Reg No
14810025
Rating
Regional
Categories of Special Interest
Architectural
Original Use
House
In Use As
House
Date
1800 - 1840
Coordinates
200750, 215652
Date Recorded
04/08/2004
Date Updated
--/--/--
End-of-terrace five-bay two-storey house, built c.1820, with pubfront to ground floor, central projecting entrance bay, return and modern extension to rear. Now in use as a public house. Fronts directly onto street. Pitched slate roof with terracotta ridge tiles and rendered chimneystacks. Smooth render to ground floor roughcast render to upper storey. Timber sash and uPVC windows with stone sills. Wyatt window to central projecting entrance bay. Round-headed door opening with rendered surround, spoked fanlight, sidelights and timber panelled door, with limestone threshold. Pubfront with rendered fascia, display window and timber door with overlight and limestone threshold to southern end of building. Roughcast rendered outbuilding to rear site accessed via laneway to south.

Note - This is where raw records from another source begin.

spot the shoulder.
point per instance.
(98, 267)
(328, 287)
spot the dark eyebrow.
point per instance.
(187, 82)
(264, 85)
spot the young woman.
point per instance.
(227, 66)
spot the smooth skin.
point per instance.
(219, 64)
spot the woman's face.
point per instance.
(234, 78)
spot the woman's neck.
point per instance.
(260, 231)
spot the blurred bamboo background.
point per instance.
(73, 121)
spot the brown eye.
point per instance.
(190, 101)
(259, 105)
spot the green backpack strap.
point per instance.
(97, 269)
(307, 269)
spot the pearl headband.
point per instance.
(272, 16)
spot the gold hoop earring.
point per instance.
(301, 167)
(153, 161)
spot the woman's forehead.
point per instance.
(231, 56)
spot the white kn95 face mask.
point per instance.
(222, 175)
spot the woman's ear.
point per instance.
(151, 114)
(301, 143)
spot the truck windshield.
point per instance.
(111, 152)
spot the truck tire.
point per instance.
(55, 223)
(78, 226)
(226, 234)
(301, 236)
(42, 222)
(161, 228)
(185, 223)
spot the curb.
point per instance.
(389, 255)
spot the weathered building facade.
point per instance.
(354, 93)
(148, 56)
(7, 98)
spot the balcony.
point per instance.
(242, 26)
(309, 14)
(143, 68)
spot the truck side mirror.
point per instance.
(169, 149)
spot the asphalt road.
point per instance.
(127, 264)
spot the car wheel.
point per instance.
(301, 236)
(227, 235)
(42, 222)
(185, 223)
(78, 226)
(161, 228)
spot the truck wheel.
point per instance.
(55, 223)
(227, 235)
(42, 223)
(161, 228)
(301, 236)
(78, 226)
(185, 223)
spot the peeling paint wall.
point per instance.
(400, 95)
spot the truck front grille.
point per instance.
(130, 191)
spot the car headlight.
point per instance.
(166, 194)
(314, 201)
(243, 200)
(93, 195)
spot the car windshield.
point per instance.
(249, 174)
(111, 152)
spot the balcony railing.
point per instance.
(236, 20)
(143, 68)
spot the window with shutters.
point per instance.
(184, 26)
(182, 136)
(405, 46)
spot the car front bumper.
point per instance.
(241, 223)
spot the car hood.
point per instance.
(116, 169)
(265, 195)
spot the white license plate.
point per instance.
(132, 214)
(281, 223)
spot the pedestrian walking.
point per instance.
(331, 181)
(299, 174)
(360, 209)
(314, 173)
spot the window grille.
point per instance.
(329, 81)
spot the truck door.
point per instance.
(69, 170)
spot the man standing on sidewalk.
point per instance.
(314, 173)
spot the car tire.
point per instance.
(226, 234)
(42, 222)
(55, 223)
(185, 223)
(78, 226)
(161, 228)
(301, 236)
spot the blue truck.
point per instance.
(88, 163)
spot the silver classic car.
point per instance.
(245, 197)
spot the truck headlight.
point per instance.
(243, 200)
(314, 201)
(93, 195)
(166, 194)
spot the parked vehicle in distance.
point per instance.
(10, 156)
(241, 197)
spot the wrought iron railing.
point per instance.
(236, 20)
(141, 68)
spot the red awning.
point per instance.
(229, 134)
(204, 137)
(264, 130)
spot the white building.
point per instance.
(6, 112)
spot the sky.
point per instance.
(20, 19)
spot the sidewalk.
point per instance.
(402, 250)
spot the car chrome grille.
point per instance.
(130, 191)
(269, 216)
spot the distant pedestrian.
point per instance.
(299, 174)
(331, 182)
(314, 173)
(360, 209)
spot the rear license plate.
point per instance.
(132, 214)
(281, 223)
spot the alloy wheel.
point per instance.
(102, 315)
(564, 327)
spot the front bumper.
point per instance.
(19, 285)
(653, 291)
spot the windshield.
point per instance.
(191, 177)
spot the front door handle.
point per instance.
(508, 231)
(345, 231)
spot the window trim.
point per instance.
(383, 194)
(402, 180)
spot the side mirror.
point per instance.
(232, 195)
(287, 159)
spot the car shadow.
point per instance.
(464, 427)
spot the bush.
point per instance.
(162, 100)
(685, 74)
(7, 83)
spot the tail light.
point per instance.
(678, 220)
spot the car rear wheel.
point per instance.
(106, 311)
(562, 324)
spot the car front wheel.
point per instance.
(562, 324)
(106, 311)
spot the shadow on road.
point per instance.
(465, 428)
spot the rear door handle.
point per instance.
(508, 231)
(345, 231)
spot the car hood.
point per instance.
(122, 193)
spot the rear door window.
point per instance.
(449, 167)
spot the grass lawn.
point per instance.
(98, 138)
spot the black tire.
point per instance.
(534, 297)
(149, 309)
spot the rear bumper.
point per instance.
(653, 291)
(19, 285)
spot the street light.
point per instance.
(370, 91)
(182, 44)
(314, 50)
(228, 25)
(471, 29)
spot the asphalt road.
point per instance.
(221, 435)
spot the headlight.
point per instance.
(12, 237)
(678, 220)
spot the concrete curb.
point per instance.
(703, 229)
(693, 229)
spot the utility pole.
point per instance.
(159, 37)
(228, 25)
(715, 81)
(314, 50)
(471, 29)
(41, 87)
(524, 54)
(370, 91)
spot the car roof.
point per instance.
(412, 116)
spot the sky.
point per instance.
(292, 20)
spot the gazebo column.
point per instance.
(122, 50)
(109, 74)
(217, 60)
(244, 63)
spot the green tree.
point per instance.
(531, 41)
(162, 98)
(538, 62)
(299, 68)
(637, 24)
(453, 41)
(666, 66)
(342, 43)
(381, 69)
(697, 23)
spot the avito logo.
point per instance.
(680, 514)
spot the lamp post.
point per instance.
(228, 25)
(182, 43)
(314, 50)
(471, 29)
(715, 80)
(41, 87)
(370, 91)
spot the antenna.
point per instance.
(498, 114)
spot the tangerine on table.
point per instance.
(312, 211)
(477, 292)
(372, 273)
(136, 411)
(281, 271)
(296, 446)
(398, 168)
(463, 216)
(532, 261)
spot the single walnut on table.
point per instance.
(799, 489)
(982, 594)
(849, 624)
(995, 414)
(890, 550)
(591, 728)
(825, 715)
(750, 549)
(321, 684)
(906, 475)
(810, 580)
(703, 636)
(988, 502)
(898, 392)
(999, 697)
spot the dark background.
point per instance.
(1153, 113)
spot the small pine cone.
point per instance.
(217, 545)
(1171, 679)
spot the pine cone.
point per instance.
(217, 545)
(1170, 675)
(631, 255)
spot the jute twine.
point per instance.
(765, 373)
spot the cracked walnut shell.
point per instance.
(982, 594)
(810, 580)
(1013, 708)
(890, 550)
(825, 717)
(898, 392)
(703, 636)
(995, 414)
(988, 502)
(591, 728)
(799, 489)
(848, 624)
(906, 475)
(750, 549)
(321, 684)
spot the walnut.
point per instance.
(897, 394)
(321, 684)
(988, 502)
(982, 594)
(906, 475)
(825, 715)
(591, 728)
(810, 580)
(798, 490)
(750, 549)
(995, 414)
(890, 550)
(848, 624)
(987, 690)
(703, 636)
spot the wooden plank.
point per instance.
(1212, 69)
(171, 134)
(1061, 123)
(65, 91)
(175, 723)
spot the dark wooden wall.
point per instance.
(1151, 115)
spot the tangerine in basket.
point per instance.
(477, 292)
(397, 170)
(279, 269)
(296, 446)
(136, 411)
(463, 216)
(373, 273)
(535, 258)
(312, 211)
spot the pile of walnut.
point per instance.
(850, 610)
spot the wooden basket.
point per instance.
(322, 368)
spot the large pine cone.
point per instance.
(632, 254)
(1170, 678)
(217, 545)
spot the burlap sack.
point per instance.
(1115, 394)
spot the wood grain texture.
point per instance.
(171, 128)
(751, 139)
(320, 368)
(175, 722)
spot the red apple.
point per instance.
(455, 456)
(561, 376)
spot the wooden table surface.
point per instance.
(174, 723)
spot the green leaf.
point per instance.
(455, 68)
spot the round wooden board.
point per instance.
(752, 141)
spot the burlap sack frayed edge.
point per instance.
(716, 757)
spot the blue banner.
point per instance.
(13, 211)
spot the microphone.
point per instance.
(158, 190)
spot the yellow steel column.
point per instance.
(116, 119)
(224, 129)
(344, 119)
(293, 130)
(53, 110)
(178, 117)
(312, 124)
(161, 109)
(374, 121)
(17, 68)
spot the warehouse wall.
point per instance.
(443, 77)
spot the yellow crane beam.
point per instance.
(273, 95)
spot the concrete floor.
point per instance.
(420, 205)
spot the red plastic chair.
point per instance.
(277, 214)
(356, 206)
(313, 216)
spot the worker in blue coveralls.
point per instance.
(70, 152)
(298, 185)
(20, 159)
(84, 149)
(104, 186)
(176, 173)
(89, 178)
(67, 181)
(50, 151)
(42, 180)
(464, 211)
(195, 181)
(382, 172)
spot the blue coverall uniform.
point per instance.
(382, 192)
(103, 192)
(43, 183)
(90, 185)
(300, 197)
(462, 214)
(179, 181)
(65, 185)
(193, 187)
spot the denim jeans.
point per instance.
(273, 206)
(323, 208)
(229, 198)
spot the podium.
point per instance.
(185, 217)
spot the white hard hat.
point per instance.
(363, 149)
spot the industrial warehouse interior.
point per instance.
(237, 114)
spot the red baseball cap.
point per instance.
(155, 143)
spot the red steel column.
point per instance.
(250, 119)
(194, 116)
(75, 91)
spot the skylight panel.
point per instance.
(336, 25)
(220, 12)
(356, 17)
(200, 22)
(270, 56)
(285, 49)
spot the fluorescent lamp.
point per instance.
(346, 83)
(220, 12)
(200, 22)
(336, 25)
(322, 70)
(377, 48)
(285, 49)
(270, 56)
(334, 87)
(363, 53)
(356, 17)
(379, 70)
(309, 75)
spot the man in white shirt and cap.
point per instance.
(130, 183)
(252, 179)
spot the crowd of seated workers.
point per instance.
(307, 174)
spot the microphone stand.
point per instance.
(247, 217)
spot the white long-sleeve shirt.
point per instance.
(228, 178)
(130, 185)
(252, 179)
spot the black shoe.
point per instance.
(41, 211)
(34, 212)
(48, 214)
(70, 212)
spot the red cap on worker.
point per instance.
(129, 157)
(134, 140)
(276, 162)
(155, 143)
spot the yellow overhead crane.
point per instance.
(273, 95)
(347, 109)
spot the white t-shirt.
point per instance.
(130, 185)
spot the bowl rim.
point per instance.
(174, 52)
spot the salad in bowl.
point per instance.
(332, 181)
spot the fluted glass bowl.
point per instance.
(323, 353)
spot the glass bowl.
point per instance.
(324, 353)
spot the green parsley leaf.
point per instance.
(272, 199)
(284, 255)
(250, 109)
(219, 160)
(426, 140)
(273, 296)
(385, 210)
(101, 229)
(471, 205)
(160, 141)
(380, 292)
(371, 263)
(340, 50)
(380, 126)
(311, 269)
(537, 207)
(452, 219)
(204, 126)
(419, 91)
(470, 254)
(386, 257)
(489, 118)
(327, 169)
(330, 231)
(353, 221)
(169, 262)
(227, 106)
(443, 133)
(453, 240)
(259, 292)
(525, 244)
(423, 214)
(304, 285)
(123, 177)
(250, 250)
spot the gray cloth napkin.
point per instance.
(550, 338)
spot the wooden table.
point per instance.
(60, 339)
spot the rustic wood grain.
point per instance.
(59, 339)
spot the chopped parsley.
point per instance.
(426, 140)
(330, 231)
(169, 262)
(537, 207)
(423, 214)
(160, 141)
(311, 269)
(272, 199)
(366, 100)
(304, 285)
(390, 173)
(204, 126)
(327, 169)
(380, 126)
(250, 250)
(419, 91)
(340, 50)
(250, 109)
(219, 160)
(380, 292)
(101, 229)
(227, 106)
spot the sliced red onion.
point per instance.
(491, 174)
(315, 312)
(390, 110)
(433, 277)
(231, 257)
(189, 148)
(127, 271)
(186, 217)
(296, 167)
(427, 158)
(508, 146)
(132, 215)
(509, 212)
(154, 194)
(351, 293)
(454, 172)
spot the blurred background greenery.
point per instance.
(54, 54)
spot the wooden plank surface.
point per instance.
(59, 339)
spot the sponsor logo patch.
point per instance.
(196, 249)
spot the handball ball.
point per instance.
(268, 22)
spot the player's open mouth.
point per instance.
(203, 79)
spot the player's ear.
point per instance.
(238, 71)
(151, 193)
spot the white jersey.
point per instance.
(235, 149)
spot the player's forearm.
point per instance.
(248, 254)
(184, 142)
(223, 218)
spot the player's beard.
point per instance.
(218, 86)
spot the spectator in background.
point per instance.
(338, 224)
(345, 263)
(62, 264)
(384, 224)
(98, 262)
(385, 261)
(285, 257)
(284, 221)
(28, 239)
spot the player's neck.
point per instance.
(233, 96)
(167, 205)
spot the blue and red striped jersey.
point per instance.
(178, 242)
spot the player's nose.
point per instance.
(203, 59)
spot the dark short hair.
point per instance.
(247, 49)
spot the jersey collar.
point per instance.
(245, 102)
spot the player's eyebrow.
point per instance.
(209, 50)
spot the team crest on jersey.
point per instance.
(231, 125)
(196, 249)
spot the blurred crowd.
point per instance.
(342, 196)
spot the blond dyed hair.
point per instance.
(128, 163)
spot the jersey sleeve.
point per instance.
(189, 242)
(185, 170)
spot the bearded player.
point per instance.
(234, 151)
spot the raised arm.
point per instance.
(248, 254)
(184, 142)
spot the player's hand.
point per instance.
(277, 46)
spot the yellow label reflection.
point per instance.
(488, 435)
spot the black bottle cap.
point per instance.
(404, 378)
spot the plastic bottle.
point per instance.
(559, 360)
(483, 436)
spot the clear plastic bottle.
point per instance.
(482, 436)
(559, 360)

Located towards the northern end of the Main Street, The Railway Bar and house is a substantial property with a number of interesting features. One such notable element is the projecting entrance bay, with round-headed door opening, fanlight and decorative sidelights, surmounted by a Wyatt window. This entrance bay alone elevates the building from its more modest neighbours. Also of note is the retention of much of the structure's original fabric such as its timber six-over-six sash windows, slate roof and outbuildings. The simple mid twentieth-century pubfront also adds an element of interest to the Classical façade, and as the name suggests this building was once used as the main hotel for locomotive travellers before the Clara to Banagher Railway closed in the early 1960s.